Sponsorlu Bağlantılar

Gökyüzünde dans eden yeşil, sarı, mavi ve mor renkli kuzey ışıklarıyla göz kamaştıran, tüm canlıların huzur içinde yaşadıkları bir adaya, Kanuk Adası’na davetliyiz. Gönül isterdi ki tüm hikâye burada geçsin ama Merve ve Begüm Çalımlı kardeşlerin kitapta detaylıca anlattıkları ve biz insanların neden olduğu malum sebepler bizi bu adadan koparıp kirli göğü ve bulanık deniziyle iç karartan bir şehre sürüklüyor. Tıpkı sevimli kutup ayısı Nanuk’un üzerinde yaşadığı ve erimeye yüz tutmuş buzulların sürüklenişi gibi.

Arkadaşlarını ararken Kuzey Buz Denizi’ne düşüp şehre kadar gelen Nanuk’un yaşadıkları küresel ısınma, iklim değişiklikleri, soyu tükenmekte olan canlılar, fosil yakıtlar, doğanın dengesi gibi konular etrafında insanlığı, kendini sorgulamaya davet ediyor.
Çok geçmeden kendini bir senfoni orkestrası konser salonunda bulan Nanuk’unsa insanlara söyleyecek çok şeyi var; müziğin birleştirici, sihirli gücüne, dayanışmaya ve doğaya kulak verenler için.

PERİLİ KÖŞK’TEKİ ÇOCUK

Öğretmen ve yazar Nehir Yarar’ın kitaplarının sevilerek okunmasında mizahi dilinin, akıcı kurgularının olduğu kadar çocukların mutluluklarını, sevinçlerini, hüzünlerini ve kaygılarını yine onların bakışıyla dile getirmesinin payı büyük. Belli ki “Aynam çocuklardır” diyen yazarın anlattığı hikâyeleri çocuklar da kendi aynaları gibi görüyor.

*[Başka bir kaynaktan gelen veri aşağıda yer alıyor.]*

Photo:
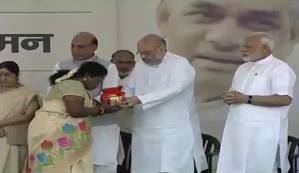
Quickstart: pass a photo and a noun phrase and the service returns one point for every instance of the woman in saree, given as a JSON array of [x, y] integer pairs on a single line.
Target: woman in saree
[[18, 105], [59, 139]]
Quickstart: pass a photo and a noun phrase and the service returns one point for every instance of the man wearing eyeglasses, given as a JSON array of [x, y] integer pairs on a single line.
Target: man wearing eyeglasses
[[162, 88]]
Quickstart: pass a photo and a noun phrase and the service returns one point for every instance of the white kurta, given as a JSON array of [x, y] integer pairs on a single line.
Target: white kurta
[[252, 134], [162, 137]]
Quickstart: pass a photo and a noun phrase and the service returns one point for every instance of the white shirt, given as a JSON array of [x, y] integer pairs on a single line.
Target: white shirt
[[253, 133], [162, 137]]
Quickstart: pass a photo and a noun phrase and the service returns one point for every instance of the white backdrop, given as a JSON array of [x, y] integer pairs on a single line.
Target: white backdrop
[[117, 23]]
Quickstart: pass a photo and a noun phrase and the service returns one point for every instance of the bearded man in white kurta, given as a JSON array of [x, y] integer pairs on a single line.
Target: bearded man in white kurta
[[256, 130], [162, 86]]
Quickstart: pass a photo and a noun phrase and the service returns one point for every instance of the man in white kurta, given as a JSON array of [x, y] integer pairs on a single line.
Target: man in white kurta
[[162, 86], [256, 130]]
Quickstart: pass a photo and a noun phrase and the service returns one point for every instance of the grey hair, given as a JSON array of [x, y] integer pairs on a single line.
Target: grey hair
[[266, 39]]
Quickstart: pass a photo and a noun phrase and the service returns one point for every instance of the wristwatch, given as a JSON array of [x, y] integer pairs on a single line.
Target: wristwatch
[[249, 101]]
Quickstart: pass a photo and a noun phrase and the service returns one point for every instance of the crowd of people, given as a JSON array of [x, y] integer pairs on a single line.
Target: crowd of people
[[73, 131]]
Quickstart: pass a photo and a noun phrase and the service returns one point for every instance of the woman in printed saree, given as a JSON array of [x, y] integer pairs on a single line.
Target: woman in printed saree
[[59, 138], [18, 105]]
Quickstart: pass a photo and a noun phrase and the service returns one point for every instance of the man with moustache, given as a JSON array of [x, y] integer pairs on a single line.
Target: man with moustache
[[210, 33], [256, 128]]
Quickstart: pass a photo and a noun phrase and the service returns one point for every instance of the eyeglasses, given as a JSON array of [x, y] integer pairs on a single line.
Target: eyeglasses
[[81, 46], [124, 62], [146, 53]]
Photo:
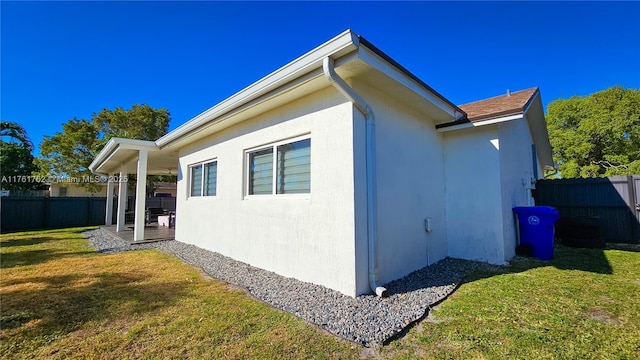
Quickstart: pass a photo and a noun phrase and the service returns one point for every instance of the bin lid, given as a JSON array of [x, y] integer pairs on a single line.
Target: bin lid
[[540, 210]]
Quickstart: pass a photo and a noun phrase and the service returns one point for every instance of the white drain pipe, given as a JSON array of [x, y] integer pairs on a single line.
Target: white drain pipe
[[363, 107]]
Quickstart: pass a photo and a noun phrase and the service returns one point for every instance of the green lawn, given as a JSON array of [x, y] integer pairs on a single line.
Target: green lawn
[[59, 299], [584, 304]]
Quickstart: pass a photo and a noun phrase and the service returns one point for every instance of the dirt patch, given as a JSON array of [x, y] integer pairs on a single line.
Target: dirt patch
[[605, 317]]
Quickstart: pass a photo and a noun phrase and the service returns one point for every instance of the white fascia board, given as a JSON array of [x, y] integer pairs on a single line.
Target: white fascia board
[[114, 144], [371, 58], [480, 123], [287, 73]]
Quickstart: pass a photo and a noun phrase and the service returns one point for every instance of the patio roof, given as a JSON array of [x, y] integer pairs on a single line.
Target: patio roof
[[119, 151]]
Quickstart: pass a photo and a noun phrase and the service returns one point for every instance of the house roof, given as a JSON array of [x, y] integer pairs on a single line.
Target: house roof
[[347, 46], [522, 104], [354, 57], [498, 106]]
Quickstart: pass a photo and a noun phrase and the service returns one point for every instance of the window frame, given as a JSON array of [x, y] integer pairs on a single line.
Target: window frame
[[274, 146], [203, 173]]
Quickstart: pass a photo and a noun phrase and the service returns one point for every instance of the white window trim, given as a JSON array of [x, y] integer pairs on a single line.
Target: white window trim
[[202, 195], [274, 146]]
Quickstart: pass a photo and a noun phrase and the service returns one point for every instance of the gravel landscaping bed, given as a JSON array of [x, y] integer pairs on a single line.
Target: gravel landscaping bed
[[366, 319]]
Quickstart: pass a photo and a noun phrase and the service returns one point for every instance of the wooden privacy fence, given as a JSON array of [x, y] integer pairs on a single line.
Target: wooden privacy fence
[[612, 204], [32, 213], [29, 213]]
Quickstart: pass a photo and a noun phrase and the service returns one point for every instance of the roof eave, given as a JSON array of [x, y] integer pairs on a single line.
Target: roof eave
[[114, 144]]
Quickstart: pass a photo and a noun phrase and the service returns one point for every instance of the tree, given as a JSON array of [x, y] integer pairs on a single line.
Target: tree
[[70, 152], [596, 135], [16, 161]]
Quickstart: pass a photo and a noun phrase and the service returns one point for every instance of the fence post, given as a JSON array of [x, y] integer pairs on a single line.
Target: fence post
[[45, 213], [89, 212]]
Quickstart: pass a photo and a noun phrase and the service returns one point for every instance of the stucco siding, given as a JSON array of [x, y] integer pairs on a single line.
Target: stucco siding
[[310, 238], [473, 194], [410, 187], [516, 159]]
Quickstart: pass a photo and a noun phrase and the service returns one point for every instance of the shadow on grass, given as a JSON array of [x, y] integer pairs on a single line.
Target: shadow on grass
[[33, 257], [64, 303], [565, 258], [623, 247], [26, 241]]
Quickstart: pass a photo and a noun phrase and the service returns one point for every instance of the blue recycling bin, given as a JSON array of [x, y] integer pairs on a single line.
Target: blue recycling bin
[[537, 225]]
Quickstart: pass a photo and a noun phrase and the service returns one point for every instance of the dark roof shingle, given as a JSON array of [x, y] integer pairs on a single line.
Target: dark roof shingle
[[498, 106]]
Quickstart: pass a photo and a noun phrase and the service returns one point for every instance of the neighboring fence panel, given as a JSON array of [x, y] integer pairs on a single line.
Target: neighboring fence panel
[[31, 213], [28, 213], [608, 202]]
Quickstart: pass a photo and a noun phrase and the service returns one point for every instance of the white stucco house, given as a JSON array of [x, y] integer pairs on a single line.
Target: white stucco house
[[344, 169]]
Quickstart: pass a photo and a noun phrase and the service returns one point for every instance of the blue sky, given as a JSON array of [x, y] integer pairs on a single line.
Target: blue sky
[[61, 60]]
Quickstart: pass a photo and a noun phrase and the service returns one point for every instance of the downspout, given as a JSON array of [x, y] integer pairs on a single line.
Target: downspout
[[363, 107]]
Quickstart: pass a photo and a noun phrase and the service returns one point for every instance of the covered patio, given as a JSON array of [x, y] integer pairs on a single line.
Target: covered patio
[[121, 158], [152, 233]]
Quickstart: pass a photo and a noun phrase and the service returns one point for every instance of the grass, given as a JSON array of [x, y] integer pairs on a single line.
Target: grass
[[584, 304], [59, 299]]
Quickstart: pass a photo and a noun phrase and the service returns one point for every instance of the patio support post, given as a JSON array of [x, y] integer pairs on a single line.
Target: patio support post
[[141, 196], [122, 198], [108, 218]]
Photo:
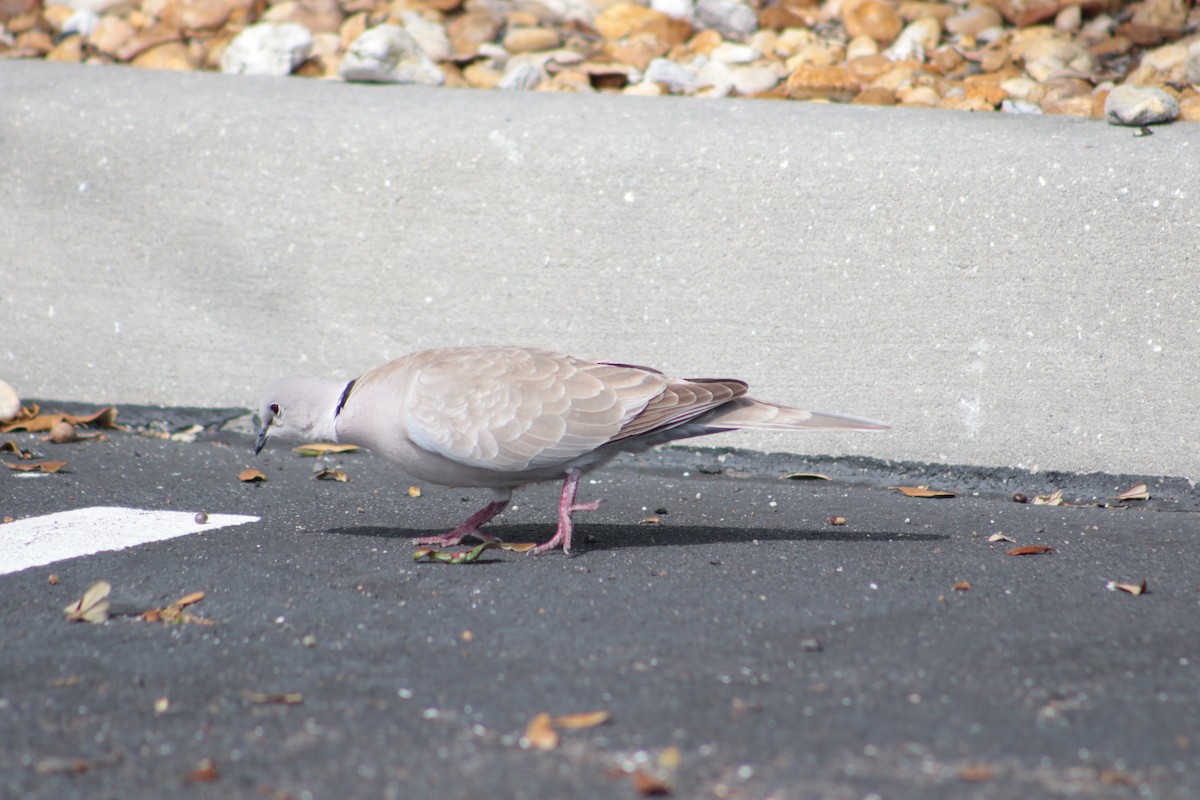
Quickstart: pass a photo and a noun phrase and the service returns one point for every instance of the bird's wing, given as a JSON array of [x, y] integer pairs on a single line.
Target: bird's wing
[[513, 409]]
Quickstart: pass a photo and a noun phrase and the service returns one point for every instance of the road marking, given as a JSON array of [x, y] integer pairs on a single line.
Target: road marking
[[39, 541]]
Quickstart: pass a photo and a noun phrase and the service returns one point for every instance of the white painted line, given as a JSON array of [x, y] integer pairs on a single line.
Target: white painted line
[[43, 540]]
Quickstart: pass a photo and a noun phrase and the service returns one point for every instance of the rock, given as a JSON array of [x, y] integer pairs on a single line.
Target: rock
[[430, 35], [528, 40], [676, 77], [205, 14], [859, 47], [10, 403], [973, 22], [172, 55], [1140, 106], [471, 30], [753, 79], [111, 35], [874, 18], [730, 53], [521, 76], [916, 40], [317, 16], [828, 83], [388, 54], [67, 50], [267, 49], [624, 20], [677, 8], [82, 22], [732, 19], [1069, 18]]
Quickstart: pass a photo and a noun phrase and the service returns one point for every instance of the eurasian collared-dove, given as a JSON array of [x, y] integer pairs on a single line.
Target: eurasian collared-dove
[[504, 416]]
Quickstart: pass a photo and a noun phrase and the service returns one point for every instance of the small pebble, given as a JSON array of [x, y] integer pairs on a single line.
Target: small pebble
[[267, 49], [1138, 106]]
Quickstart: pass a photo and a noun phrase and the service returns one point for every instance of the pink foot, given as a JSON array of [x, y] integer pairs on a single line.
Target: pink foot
[[468, 528], [567, 506]]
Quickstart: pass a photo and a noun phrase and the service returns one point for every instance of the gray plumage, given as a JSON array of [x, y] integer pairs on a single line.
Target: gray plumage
[[504, 416]]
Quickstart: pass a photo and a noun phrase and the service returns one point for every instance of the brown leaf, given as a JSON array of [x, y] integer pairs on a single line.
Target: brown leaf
[[1054, 499], [39, 467], [282, 698], [586, 720], [977, 773], [540, 733], [1031, 549], [322, 449], [205, 773], [925, 492], [34, 422], [93, 607], [1135, 492], [649, 786]]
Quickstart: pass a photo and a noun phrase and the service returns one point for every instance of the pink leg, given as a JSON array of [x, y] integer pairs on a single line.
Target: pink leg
[[468, 528], [567, 505]]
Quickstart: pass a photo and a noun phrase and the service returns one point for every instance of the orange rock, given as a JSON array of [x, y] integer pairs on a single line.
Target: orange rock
[[172, 55], [811, 82], [875, 96], [623, 20], [69, 49], [874, 18]]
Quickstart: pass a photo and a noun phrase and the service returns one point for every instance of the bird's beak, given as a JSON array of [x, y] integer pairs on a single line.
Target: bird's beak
[[262, 438]]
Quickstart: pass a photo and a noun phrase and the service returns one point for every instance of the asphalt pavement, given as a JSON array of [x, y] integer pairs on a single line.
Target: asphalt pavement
[[766, 637]]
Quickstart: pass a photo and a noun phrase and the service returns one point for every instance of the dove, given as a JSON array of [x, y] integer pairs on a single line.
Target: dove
[[501, 417]]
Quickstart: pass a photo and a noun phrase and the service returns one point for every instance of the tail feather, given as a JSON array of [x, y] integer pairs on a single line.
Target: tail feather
[[749, 413]]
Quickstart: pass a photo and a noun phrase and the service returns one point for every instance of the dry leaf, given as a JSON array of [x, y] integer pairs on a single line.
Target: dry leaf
[[205, 773], [976, 773], [93, 607], [322, 449], [283, 698], [33, 421], [648, 786], [925, 492], [39, 467], [1135, 492], [586, 720], [1049, 499], [540, 733], [1031, 549]]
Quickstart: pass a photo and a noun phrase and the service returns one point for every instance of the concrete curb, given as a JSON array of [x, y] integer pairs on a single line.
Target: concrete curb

Yarar’ın daha isminden başlayarak esrarengiz ve macera dolu bir hikâye vaat eden son romanı ‘Tavan Arası Sırları’ da bu nitelikleri fazlasıyla taşıyor. Önünden gelip geçenlerin Perili Köşk ismini taktığı eski, bahçeli bir evde yaşayan Yiğit’in, arkadaşları orada yaşadığını anlamasın diye evden gizli gizli çıkışları ve mutsuzluğu, yetişkinlerin göz ardı edebileceği pek çok şeyin çocukların kalbinde nasıl yankı bulduğunu gösteriyor.

En büyük hayali arkadaşları gibi apartmanda yaşamak olan Yiğit’in bu dileği tam da hayalinden vazgeçtiği, evini çok sevmeye ve göğsünü gere gere arkadaşlarını kocaman bahçesine davet etmeye başladığı anda gerçekleşiverir. Ailesinin borçları nedeniyle ev satışa çıkmıştır ve Yiğit eski masum dileği yüzünden çok pişmandır.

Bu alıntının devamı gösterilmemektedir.